Die Schlagzeile im Ross-shire Journal lautete: Wachsende Madonna-Erregung in Dornoch. Dornoch, ein malerisches Städtchen im schottischen Hochland, zählt nur ein paar hundert Einwohner, aber es hat als Attraktionen eine gotische Kathedrale und einen Bischofspalast zu bieten.

Sowie einen berühmten Golfplatz und Rosamunde Pilcher. Und jetzt Madonna. Das zu Weihnachten im Jahr 2000!

Die moderne Madonna organisiert alles sehr viel professioneller als ihre Namensgefährtin, die alles dem Zufall überließ und dann mangels Herberge in einem Stall endete. Madonna II. flog vorletzte Woche samt Entourage im Privatjet ein. Zur Vorbereitung dessen, was am 22. Dezember folgen soll. Die Gruppe wurde umgehend in zwei bereitstehenden Range Rover vom Flughafen nach Skibo Castle chauffiert.

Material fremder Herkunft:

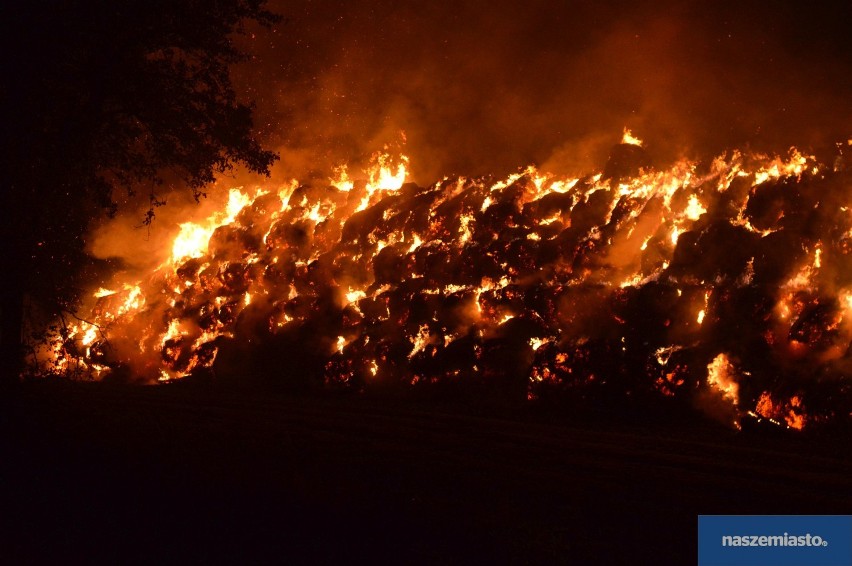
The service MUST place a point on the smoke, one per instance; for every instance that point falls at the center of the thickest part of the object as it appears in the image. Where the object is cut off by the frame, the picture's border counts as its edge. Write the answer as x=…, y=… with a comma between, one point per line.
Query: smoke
x=486, y=87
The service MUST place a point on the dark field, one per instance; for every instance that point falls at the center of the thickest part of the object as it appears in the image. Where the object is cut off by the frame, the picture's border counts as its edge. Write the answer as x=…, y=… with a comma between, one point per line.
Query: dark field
x=151, y=475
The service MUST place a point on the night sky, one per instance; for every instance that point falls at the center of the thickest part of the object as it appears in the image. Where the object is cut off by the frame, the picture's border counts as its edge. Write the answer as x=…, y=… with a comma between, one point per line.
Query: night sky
x=486, y=87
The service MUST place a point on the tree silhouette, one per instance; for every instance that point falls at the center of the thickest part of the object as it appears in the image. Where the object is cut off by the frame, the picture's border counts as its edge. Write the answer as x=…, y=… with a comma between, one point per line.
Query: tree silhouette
x=100, y=99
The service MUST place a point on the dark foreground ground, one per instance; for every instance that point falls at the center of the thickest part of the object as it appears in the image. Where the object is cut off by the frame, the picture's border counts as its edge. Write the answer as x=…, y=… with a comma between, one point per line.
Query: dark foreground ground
x=159, y=475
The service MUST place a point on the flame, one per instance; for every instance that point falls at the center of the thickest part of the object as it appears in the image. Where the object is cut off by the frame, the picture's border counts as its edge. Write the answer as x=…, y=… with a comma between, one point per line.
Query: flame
x=721, y=377
x=628, y=138
x=433, y=267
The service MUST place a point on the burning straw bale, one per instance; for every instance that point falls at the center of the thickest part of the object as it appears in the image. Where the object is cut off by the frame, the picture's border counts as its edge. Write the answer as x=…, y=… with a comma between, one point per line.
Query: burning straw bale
x=726, y=285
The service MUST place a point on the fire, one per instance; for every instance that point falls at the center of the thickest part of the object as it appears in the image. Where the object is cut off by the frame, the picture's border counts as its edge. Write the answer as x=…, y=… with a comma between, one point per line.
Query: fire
x=574, y=283
x=629, y=138
x=721, y=376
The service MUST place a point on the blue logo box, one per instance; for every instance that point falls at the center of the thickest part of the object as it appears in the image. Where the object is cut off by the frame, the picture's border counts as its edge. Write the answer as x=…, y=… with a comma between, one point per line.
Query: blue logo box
x=775, y=540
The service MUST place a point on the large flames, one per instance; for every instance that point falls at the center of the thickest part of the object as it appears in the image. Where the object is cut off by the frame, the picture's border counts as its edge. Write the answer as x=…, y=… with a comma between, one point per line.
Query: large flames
x=732, y=279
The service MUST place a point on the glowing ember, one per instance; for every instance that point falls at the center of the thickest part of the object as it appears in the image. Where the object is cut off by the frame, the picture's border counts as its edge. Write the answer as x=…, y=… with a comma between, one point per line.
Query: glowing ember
x=721, y=376
x=561, y=284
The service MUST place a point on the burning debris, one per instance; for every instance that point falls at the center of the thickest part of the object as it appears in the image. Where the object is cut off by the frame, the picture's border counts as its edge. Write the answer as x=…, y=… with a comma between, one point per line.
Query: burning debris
x=729, y=281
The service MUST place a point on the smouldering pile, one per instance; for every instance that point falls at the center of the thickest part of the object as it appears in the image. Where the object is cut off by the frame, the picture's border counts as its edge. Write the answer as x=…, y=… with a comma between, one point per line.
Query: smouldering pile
x=727, y=284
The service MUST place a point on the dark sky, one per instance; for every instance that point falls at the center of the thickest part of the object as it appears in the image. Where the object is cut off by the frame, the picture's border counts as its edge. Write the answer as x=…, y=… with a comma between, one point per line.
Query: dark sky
x=485, y=86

Das ausladende Schloss hat eine einzigartige Vergangenheit. Andrew Carnegie, ein Schotte, der in den USA vom Weberjungen zum seinerzeit reichsten Mann der Welt avanciert war, organisierte an seinem Lebensabend von hier aus die größte Spendenaktion der Menschheitsgeschichte. 350 Millionen Dollar - in jetzigen Dollar ist das zehnmal so viel - für Büchereien, Stiftungen, Dorfhallen und wissenschaftliche Institute. Heute fließt das Geld in dem zum Nobelhotel umfunktionierten, viktorianischen Prachtbau in umgekehrter Richtung. 600 Pfund muss man dort für eine Übernachtung auf den Tisch legen.

Dass die Superreichen in Skibo Castle aus und ein gehen, daran hat man sich in Dornoch gewöhnt. Die mit Trainspotting berühmt gewordenen Schauspieler Robert Carlyle und Ewan MacGregor sowie der Golfer Sam Torrance haben hier geheiratet. Wie viel so etwas koste? Da will man keine Zahlen nennen. Das wird alles nach Maß geschneidert. Man will überhaupt nicht viel sagen. Die Sicherheitsvorkehrungen für den Madonna-Besuch hätten auch dem amerikanischen Präsidenten Genüge getan. Alle Angestellten des Hotels trugen spezielle Identitätsmarken.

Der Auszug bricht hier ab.